Greece, Macedonia sign historic deal to end name row
"This is a brave, historic and necessary step for our people," said Greek Prime Minister Alexis Tsipras.
"We are here to heal the wounds of time, to open a path for peace, fraternisation and growth for our countries, the Balkans and Europe," he said.
"Our two countries should step out of the past and look to the future," said Macedonia Prime Minister Zoran Zaev.
"Our people want peace... we will be partners and allies," he said.

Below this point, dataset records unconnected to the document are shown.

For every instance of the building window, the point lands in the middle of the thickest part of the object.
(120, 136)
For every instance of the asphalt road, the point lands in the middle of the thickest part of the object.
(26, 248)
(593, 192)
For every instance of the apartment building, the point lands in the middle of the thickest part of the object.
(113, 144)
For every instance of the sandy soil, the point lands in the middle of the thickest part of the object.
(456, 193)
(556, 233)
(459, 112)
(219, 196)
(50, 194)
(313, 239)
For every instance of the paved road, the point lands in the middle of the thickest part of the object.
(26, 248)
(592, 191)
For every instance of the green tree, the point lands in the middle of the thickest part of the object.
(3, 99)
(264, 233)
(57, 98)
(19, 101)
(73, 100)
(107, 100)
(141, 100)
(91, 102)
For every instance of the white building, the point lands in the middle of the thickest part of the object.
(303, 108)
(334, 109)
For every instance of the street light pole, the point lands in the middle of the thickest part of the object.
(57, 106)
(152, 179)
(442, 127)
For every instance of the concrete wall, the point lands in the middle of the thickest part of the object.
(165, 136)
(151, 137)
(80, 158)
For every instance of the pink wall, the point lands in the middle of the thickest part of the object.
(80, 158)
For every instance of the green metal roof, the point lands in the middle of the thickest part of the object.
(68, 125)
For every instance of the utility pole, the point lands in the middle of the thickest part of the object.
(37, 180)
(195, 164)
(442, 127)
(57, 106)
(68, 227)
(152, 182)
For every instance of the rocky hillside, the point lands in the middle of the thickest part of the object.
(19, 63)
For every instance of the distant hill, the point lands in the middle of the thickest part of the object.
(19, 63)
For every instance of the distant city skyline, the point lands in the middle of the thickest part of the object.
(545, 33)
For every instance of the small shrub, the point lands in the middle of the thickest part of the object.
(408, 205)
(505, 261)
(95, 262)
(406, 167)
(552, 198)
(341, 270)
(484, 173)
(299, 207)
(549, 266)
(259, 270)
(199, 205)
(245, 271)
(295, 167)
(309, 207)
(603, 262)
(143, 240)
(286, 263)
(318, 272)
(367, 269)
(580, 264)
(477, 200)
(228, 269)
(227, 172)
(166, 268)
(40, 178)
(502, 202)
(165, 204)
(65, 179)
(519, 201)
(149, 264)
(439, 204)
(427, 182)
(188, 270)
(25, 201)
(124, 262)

The accord begins to unravel one of the world's longest and arguably most arcane diplomatic disputes, which began 27 years ago with Macedonia's declaration of independence but whose roots date back centuries.
"The time has come again to sing happy songs in the Balkans," Tsipras said, moments before the document was signed by the two countries' foreign ministers.
Zaev and several of his ministers arrived by speedboat at the picturesque fishing village of Psarades under a sunny sky, on the southern bank of Lake Prespa that is one of the natural boundaries between the two countries.
Tsipras and Zaev embraced on the village dock and entered the large tent where the deal was signed to a standing ovation from gathered dignataries and officials.
UN under-secretary-general for political affairs Rosemary DiCarlo, longterm UN negotiator Matthew Nimetz, EU diplomatic chief Federica Mogherini and EU enlargement commissioner Johannes Hahn were at hand.
Nimetz, who turned 79 on Sunday and also signed Sunday's agreement, had been trying to broker a solution since 1994, first as a US envoy and subsequently on behalf of the United Nations.
But it was the election of Zaev in 2017, replacing nationalist PM Nikola Gruevski, that proved crucial.
An economist and former mayor of Strumica, Zaev made rapprochement with Greece a priority to secure his country's membership of the European Union and NATO, blocked by Athens for years.
After the signature, Tsipras will cross over to the Macedonian side of Lake Prespa for lunch, becoming the first Greek prime minister to visit the neighbouring state.
Since 1991, Athens has objected to its neighbour being called Macedonia because it has its own northern province of the same name, which in ancient times was the cradle of Alexander the Great's empire - a source of intense pride for modern-day Greeks.
The two premiers, born just months apart in 1974, have bucked strong hostile reactions at home to push ahead with the agreement.